Doesn't scroll on my BlackBerry Bold 9900. The OS6/7 devices use a Webkit-based browser, so I'm a little surprised that Webkit-specific CSS didn't work, though that may have been only for Safari.
You've done an interesting thing, pushing CSS3 to replicate the iOS interface. But, why replicate the iOS UI in a web app? Web apps are supposed to be platform-neutral; a native interface shouldn't be part of that, in my opinion. Wouldn't a mobile-friendly stylesheet make more sense?
Mobile web apps should work in more places than safari on the iPhone. Otherwise call it a "mobile safari app".
I tried the app in mobile Firefox, no luck. I tried it mobile Opera, no go. Also, I don't understand why anyone would use Apple's native interface graphics on purpose for a web app. I get why native dev it makes things easier to build than custom icons etc, but on the web, you are not on Apple's leash no more, be free!
> Tapping on links will launch Mobile Safari, which jumps
> out of your standalone app. There's a way to prevent that
> and make it load inside the standalone app, but since the
> toolbar is gone, there's no Back button and you can't go back.
Unrelated note: what's best practice for quoting on HN?
This reminds me of the Spartan project and all the money FB is burning to get around APPL policies. I think in the medium and long term this overly restrictive appstore strategy and the limitations of mobile webapps are going to backfire, similarly to how Nintendo's 3rd party policies of the '80s backfired soon after the NES. Initially it made a ton of money, but then it lost the market to the likes of Sega, Sony and MSFT.
It might be just me, since I am a newbie, but how do people keep track of replies to their comments? The only thing that notifies me is a change in karma and then I hit my profile and browse my own comments. Is there another way?
I agree. What you said actually just happened. I remembered that need to check for possible answers to this to reloaded the page and came back here. I guess it's working for everybody.
I don't believe there are any 'push' notifications, but you can use the "threads" link on the top bar to see each of your comment threads and scan for replies.
Not ideal, but it's still better than either remembering to check the discussion itself.
I would be happy to provide one to you. Where do I submit a pull request?

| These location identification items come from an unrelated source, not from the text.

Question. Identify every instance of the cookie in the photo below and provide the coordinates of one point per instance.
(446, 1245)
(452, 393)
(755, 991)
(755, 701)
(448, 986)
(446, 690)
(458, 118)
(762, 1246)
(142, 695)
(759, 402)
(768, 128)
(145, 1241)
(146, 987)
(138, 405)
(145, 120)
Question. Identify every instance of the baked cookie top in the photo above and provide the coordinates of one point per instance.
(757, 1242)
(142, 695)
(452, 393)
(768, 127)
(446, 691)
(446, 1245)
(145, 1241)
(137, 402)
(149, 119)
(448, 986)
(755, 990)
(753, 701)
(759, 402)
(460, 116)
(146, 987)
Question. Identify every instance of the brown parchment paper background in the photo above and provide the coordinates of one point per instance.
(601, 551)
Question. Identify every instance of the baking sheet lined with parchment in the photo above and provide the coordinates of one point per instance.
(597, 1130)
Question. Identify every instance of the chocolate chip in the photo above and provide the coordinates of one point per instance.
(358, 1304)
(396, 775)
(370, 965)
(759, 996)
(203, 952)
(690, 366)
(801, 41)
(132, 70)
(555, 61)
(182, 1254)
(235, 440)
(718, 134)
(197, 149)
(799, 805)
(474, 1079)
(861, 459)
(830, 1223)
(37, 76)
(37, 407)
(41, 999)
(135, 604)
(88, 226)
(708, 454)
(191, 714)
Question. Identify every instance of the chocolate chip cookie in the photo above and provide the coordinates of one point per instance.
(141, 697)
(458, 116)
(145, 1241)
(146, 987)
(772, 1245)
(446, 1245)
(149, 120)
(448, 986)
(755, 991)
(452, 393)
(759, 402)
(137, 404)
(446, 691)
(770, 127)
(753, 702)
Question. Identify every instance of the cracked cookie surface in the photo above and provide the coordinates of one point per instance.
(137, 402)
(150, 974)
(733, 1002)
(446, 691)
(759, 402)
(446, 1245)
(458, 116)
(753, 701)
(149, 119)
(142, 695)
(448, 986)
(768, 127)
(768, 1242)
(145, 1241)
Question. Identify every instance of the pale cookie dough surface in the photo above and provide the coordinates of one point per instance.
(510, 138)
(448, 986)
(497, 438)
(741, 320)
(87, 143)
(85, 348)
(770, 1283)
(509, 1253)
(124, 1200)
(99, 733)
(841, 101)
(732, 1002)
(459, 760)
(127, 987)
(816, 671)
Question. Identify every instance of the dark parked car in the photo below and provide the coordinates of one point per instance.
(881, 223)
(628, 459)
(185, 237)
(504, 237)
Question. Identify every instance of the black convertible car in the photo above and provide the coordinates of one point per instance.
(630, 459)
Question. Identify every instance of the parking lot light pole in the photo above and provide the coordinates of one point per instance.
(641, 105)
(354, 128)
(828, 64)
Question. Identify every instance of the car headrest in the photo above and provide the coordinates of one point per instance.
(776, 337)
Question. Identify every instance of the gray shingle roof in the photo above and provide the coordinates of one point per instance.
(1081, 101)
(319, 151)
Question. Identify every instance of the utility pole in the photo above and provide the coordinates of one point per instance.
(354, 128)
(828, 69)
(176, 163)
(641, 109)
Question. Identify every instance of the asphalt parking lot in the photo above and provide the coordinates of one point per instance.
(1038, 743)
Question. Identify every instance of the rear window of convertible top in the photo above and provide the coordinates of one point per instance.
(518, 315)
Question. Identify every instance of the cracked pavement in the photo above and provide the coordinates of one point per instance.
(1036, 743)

By the way, one of the main reasons I bought an iPad stems from the fact that HN comments were so hard to read on my iPod Touch. And I'm a student who doesn't have a lot of money to buy every latest Apple gadget. So it is pretty important to me. ;-)
pg - in that case, wouldn't it be worth delegating these tasks? I'm sure there are a lot of people on here that would be more than happy to contribute.
Am I reading it wrong, or he's admitting that he's ripped off the images for his application right from Apple ? That's not exactly legal, in my book...
People that lack this expectation replace it with the naive thought that there is a single library out there that can do it all for them, and they spend countless time finding it as opposed to breaking up a problem into smaller pieces and attacking each one.
You've consolidated many interesting techniques here, and it's a valuable resource not only in philosophy, but in general hackery.
Are you planning to flesh out the app more, say to allow users to login, comment, upvote?